I didn’t acknowledge him. I just stared straight ahead. Bart kept running, uphill, and screaming, “Come on,
just
get to the top!” Finally, the pitch of the mountainside got the best of him, and he couldn’t keep up.

I never really knew he was there. I don’t remember even seeing him. All I remember, vaguely, is the sound of his voice. It seemed as if it was lost in static, but it was there. I thought it was coming through my radio.

Now Johan’s voice crackled in my ear. Apparently I had gone long minutes without responding to him. I don’t know if my radio reception had failed in the mountains, or if I had simply been unconscious on the bike.

“Lance, talk to me,” Johan said, crackling through the radio. “Where are you? Why aren’t you responding?”

“It’s okay,” I said.

“You have to talk to me,” Johan said.


It’s
okay, it’s okay,” I babbled. “I talked to Bart.”

“What?”

“I talked to Bart,” I said, woozily.

I was delirious.

I don’t know exactly what kept me on the bike, riding, in that state. What makes a guy ride until he’s out of his head? I guess because he can. On some level, the cancer still played a part: the illness nearly killed me, and when I returned to cycling, I knew what I’d been through was more difficult than any race. I could always draw from that knowledge, and it felt like power. I was never
really
empty. I had gone through all that, just to quit? No. Uh-uh.

But Bart kept me there, too. If there was any question in my mind of stopping, Bart’s voice interfered. I could not have finished the stage alone—and didn’t.

Whatever I was as a cyclist was the result of a million partnerships, and entanglements, and any cyclist who genuinely believed he had done it all by himself was destined to be a lonely and losing one. The fact is
,
life has enough lonely times in store for all of us.

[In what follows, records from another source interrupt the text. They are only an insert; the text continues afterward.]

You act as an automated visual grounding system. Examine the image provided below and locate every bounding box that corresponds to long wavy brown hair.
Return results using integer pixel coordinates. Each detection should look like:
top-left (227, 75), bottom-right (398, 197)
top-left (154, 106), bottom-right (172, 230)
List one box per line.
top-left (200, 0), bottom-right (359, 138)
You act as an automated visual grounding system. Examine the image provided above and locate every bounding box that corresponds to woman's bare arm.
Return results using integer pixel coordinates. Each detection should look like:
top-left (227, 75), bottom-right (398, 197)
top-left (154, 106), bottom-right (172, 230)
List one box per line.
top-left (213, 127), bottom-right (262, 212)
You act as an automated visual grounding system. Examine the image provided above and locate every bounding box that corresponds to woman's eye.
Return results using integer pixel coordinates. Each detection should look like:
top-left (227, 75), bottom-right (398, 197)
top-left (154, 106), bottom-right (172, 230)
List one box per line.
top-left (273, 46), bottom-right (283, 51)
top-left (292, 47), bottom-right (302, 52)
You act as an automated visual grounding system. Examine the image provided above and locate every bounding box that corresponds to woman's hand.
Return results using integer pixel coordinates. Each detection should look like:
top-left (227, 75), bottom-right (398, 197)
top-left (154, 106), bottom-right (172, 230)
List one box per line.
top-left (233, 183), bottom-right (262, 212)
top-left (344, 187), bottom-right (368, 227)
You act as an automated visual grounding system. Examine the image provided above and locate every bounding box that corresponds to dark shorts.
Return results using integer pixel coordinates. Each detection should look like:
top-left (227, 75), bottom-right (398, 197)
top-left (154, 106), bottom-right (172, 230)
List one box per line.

If I had any doubts on that score, they were settled by what happened next. About halfway up Joux-Plane, I got some added, unexpected assistance from two riders who came up behind me, Roberto Conti and Guido Trentin. They were good, strong, respected riders who I was fairly friendly with. They saw immediately what state I was in. What happened next was a classic case of cycling sportsmanship, and one I will never forget: they stayed with me, and helped me to the top. Without being asked, they moved in front, shielding me from the wind, allowing me to draft on them, and sparing me untold amounts of work. It was a gesture typical in the Tour; we were competitors, but we shared a mutual compassion for extreme physical suffering. Without Conti and Trentin, who knows how much time I’d have lost before I got to the top?